La soirée était annoncée
"complet", toutefois nous n'avions pas de voisins à nos sièges qui,
il est vrai, n'étaient pas très enviables. Puisque nous n'avions pas tenu à
payer trop chère notre entrée, fatalement nous n'avons pas bénéficié du
meilleur emplacement ! Excentrés en surplomb sur la gauche de la scène, on ne
voyait pas le fond et donc les musiciens qui s'y trouvaient (le batteur, les
deux choristes, et le quatuor de cordes). Néanmoins, le piano de la Dame était
orienté en notre faveur, ce qui fut agréable, même si on était loin. Hormis
notre position, la salle était bel et bien pleine comme un œuf, d'un auditoire
conquis d'avance. La moyenne d'âge est relativement élevée, je dois représenter
ce chiffre, très probablement …
L'éclairage fut correcte (rien
d'extraordinaire) et la sonorisation fut très bonne, même si l'acoustique de la
salle à cet endroit laissait percevoir un peu de réverbération. Mais les
pupitres étaient parfaitement équilibrés autour de la voix principale. Cet
équilibre sonore s'imposait car sur scène pouvaient participer une bonne
douzaine de musiciens ; outre les sept précités, il y avait une section de
cuivres (trombone, saxophone et trompette), un claviériste, un bassiste et un
guitariste.
Voilà pour le cadre. Après, c'est
affaire de gout et de perceptions. On accroche ou pas, mais on ne peut pas
rester indifférents aux rythmes assez variés. Véronique Sanson n'est pas
particulièrement à l'aise pour parler à son public, elle l'avoue elle-même ;
elle chante mieux qu'elle ne parle. Cela tombe bien, c'est ce que nous sommes
venus écouter. Ses ennuis de santé n'ont fort heureusement pas altéré son
timbre de voix, toutefois sa tessiture est désormais limitée ; je l'ai
particulièrement remarqué sur des titres comme "Vancouver". Cela n'a cependant rien de rédhibitoire car elle parvient
à adapter son chant à l'octave requis, voire laisser astucieusement chanter le
public à sa place. La comparaison avec son concert d'il y a trente ans
nécessite donc une légère indulgence qui me permet d'apprécier le talent de
cette remarquable artiste.
Son fils, Chris Stills, a assuré
la première partie de soirée au sein d'un trio. Du bon rock américain, efficace
sans être renversant. Mais j'imagine l'émotion qui devait l'étreindre. D'autant
plus lorsqu'il est revenu lors du rappel de sa maman pour interpréter avec
elles "On m'attend là-bas"
!
Habituellement, dans mes récits
je tente toujours d'énumérer les musiciens ; mais si Véronique prend bien soin
de les présenter et les remercier, en revanche je serai bien incapable de
trouver un site pour trouver leurs noms. J'ai surtout remarqué le bassiste (un
très fidèle collaborateur semble-t-il), mais aussi le trombone et le saxo. Ils
ont eu la possibilité de s'exprimer assez librement surtout lors d'une impro
bien jazzy aux cuivres. Autres interventions notables, (mais pas indispensable)
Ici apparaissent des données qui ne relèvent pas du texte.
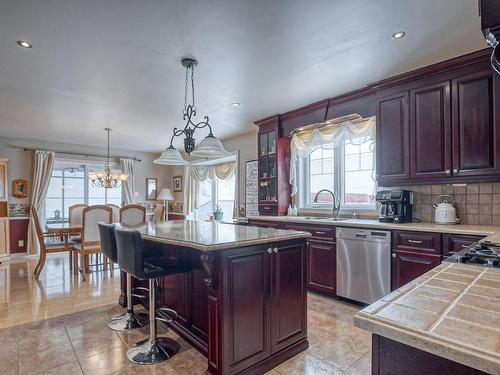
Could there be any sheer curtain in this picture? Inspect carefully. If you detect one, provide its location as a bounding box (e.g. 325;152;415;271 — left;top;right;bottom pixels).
290;117;375;196
120;159;135;204
28;150;55;254
184;157;239;218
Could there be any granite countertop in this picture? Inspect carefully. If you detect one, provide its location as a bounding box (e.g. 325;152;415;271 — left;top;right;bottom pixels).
248;216;500;238
115;220;310;251
354;263;500;374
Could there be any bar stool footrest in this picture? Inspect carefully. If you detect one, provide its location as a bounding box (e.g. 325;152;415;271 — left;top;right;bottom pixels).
127;337;180;365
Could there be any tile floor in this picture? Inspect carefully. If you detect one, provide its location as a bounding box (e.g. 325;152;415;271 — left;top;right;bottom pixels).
0;254;371;375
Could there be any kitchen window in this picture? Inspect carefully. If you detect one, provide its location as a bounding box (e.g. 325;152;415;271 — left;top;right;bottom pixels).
43;163;122;223
298;139;376;210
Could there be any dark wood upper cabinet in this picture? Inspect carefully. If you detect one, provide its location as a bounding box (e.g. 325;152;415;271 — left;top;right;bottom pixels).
452;70;500;176
410;82;452;179
376;92;410;181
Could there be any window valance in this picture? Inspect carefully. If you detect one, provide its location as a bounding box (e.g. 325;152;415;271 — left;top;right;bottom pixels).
290;117;375;196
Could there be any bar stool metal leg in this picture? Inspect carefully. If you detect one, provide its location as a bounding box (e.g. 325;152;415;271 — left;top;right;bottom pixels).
127;279;179;365
108;273;149;331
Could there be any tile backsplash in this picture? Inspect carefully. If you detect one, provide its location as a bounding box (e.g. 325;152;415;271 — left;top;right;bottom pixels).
384;182;500;225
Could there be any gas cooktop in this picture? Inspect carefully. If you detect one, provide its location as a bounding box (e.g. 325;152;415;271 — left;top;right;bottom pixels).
448;241;500;268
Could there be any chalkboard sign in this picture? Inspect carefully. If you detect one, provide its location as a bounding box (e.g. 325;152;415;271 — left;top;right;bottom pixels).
245;160;259;216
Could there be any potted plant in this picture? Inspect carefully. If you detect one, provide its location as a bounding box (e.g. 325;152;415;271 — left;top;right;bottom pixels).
213;205;224;221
celles de Christophe Maé et Vianney, chanteurs apparemment appréciés de Madame
et d'une partie de son public (…). A mon humble avis, le mec au djembé aurait
pu également s'abstenir, tout comme les deux individus (danseurs ?) venus
s'agiter inutilement… M'enfin disons que la soirée s'est passée sans trop de
fausses notes.
J'ignore si ce jour anniversaire
aura justifié la longueur du concert, mais le fait est que de 21h40 jusqu'à
minuit dix (et des poussières) nous
eûmes droit à une large évocation de son répertoire avec vingt-trois chansons
tirées de treize de ses quinze albums.
PROGRAMME :
Dignes, dingues, donc... (Dignes, Dingues, Donc..., 2016)
Radio Vipère (Moi, le venin, 1988)
Monsieur Dupont (Laisse-la vivre, 1981)
Marie (Moi, le venin, 1988)
Ces moments-là (Dignes, Dingues, Donc..., 2016)
Vols d'horizons (Plusieurs lunes, 2010)
Ainsi s'en va la vie (Véronique Sanson, l'Album blanc, 1985)
Je me suis tellement manquée (Indestructible, 1998)
Et je l'appelle encore (Dignes, Dingues, Donc..., 2016)
L'écume de ma mémoire (Dignes, Dingues, Donc..., 2016)
La loi des poules (Dignes, Dingues, Donc..., 2016)
Chanson sur ma drôle de vie (avec
Vianney) (De l'autre côté de mon rêve,
1972)
Vancouver (Vancouver, 1976)
Amoureuse (Amoureuse, 1972)
Besoin de personne (avec Christophe
Maé) (Amoureuse, 1972)
Rien que de l'eau (Sans regrets, 1992)
Et s'il était une fois (Dignes, Dingues, Donc..., 2016).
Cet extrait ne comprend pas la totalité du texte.